Indonesia to Develop its Digital Currency
The central bank of Indonesia has announced it is intent on developing a digital currency. The country is set to join several Asian countries like China and South Korea that are in the advanced stages of developing similar virtual currencies. Bank Indonesia’s Governor Perry Warjiyo stated that the decision was inspired by the growth of transactions involving digital currencies.

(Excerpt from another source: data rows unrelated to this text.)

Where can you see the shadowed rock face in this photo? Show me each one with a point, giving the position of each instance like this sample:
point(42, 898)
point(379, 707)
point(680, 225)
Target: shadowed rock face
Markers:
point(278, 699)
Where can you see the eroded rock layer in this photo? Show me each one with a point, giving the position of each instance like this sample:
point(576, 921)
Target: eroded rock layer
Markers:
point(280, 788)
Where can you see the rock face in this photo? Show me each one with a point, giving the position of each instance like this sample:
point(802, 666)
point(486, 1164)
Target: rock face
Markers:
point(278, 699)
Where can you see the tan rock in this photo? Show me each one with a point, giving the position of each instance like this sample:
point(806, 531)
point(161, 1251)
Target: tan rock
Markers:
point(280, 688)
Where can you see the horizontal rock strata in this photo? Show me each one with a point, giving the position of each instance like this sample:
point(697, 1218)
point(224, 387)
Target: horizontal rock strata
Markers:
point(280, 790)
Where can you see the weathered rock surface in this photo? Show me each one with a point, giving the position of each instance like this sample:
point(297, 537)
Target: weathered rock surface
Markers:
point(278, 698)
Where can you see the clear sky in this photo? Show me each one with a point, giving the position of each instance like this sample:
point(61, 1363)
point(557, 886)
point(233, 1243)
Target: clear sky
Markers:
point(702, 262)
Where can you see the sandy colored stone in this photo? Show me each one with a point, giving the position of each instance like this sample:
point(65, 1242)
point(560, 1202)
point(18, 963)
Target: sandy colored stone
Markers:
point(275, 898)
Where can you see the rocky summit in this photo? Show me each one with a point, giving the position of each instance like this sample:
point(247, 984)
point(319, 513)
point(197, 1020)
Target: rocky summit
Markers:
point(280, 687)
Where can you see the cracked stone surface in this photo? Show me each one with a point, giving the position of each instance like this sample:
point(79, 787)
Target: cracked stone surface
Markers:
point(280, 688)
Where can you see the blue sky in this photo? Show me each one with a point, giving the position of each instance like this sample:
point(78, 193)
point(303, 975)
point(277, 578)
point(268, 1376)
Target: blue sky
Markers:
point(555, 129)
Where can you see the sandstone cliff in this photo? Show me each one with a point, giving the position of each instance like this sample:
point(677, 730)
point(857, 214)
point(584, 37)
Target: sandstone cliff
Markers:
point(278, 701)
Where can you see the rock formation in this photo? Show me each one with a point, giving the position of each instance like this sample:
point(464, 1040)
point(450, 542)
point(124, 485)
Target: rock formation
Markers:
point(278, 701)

The bank reportedly seeks to make the CBDC compliant to its financial governing policies and be in line with the set objectives. The Governor stated that the bank was keen to determine if the current financial infrastructure could cut it in adopting the currency. The bank hasn’t yet decided which technology it would leverage for the central bank-backed currency.
Warjiyo also added that the digital rupiah would be held to the same regulations as fiat currency. Though the country banned crypto use in the country, citizens are still allowed to trade digital assets. The bank is hopeful that launching a CBDC would help water down any risks posed by other digital assets.